Nella guerra dei numeri il Pdl vince con la sua manifestazione il confronto con la sinistra


Immancabilmente come a ogni manifestazione di qualsiasi colore politico scatta la guerra dei numeri. Sabato 13 marzo il centrosinistra in Piazza del Popolo ha raccolto 25000 persone (fonte questura) mentre gli organizzatori avevano annunciato dal palco la presenza di 200000 persone.

L'altro ieri il Pdl ha raccolto, sempre secondo la questura, 150000 manifestanti in Piazza San Giovanni nonostante Verdini avesse detto al microfono che c'era un milione di persone ad assistere al comizio. Insomma per entrambe le coalizioni aumentare a dismisura i numeri sembra una costante e tra l'altro lo fanno addirittura quasi con le stesse proporzioni, in questo caso aumentando le cifre di quasi 10 volte rispetto alla realtà.

Questa guerra dei numeri ha incominciato ad annoiare tutti e diventa persino imbarazzante per chi costantemente butta numeri a casaccio e poi puntualmente viene smentito dai dati reali. E bisogna dire che non è affatto una novità di questi giorni ma ormai dura da anni. Tornando al confronto non si può non notare che comunque il Pdl da solo ha ottenuto un afflusso di manifestanti 6 volte maggiore rispetto alla sinistra...

...che la settimana precedente aveva avuto una manifestazione unitaria con adesioni di tutti i partiti che componevano la vecchia Unione prodiana.

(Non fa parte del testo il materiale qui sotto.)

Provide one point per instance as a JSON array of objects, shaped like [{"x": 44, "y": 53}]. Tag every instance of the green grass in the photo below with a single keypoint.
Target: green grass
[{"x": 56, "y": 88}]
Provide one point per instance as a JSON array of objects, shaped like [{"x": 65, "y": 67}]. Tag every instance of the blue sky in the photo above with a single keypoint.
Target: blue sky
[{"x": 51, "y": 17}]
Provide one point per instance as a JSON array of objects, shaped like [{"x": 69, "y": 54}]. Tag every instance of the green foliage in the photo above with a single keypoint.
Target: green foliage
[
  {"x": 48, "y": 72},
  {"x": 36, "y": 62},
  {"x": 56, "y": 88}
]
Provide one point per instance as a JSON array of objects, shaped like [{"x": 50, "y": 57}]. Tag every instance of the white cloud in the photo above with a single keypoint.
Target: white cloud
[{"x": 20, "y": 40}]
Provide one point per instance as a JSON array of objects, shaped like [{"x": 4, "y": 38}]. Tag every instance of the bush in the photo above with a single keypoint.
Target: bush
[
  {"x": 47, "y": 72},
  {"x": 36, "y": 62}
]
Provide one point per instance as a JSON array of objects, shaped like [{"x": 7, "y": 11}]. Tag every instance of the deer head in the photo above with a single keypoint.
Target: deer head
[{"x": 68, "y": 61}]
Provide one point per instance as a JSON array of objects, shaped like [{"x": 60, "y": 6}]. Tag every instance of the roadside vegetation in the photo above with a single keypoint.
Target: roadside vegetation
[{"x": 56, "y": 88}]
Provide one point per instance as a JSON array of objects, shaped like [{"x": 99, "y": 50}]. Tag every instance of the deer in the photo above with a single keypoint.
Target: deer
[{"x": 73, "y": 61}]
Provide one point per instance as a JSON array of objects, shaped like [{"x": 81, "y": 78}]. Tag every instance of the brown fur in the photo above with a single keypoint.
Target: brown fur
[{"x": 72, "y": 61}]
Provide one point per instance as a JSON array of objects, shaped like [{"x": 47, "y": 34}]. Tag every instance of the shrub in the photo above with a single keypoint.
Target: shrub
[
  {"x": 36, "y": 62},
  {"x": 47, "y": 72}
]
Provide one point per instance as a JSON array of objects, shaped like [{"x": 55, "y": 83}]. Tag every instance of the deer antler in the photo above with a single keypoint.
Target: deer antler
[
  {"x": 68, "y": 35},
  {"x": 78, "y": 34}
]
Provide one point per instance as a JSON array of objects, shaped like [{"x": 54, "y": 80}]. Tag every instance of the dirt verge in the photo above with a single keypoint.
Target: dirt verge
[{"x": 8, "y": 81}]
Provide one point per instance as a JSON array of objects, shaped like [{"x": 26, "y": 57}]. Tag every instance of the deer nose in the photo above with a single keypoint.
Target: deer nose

In realtà tutti si aspettavano numeri minori per il Pdl e molto superiori per il centrosinistra. Al di là dei proclami dei big di partito, viste le difficoltà del centrodestra soprattutto dopo il caos liste, ci si aspettavano meno persone in piazza. Molti commentatori e giornalisti preannunciavano disaffezione, rischio flop, mancanza di entusiasmo, crollo di leadership per Berlusconi ed oggettivamente sono stati smentiti; la scommessa è stata vinta nonostante il poco tempo per l'organizzazione. Mentre per la sinistra, visto un clima dipinto come a lei favorevole considerati gli errori sulle liste e alcune inchieste negative per il centrodestra, si preannunciava una partecipazione molto più massiccia, in virtù di moltissime adesioni di movimenti, partiti e associazioni.

Rimangono le accuse incrociate di flop e di manifestanti portati in gita (anche se fosse vero non sarebbe comunque una novità).
Entrambe le manifestazioni non dovrebbero comunque spostare molti voti nell'ottica delle regionali. Al massimo avranno compattato i propri elettorati, convinto qualche deluso o indeciso ma difficilmente saranno state utili per spingere qualcuno a votare per le regionali sulla base di un programma, di proposte specifiche o contenuti non legati alle vicende nazionali.